Revital Shiri-Horowitz was on the blog as a guest yesterday. She is giving away a copy of this awesome book to one winner. You only need to leave her a comment HERE to enter.  She is also selecting a winner for a cookbook, (I hope I win LOL), Mama Nazima's Jewish Iraqi Cuisine by Rivka Goldman. 

Please leave a comment. I love reading your thoughts about the books! Also if you are from the meme's, please let me know where to find yours.


Tea said...

There are lots of ways to say "sorry."

Laurel-Rain Snow said...

Wow, so many intriguing books! Thanks for sharing the themes from each.


Steph from said...

Wow, you did a lot. You could have gotten several posts out of this! I loved the third sentence reviews. Hilarious.

I was sad for the Daughter of Iraq line about apologizing to her father.
Fangs, Wands and Fairy Dust
Twitter: @fangswandsfairy

Tena said...

wow you have a lot going on this Thursday, good for you!

Very impressed you can juggle all those books at once!

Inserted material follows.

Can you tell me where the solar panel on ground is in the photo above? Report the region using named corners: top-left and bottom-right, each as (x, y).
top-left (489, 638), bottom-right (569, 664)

Thanks for stopping by CBS!

Sidne said...

The Choice looks inviting. I love the Thursday theme snippet of Daughters of Iraq. You sure are getting a lot of reading in. OOOH, each time i see that alaskan chocoholic button i fiend. lol

kavyen said...

Wow, surely impressive the number of books you are reading at one time and obviously it gave a million perspectives to the 'sorry'. Love your review of the lines.. they are funny yet sensible.

Sniffly Kitty said...

That's a lot of books to be in at one time o_0 How do you keep them all straight?

Menopausal New Mom said...

Thanks for posting our cute cafe button today to help spread the word. I'm already following you ;)

Happy Thursday!

Vicki said...

The snippet from The Choice by Lorhainne Eckhart is heartbreaking.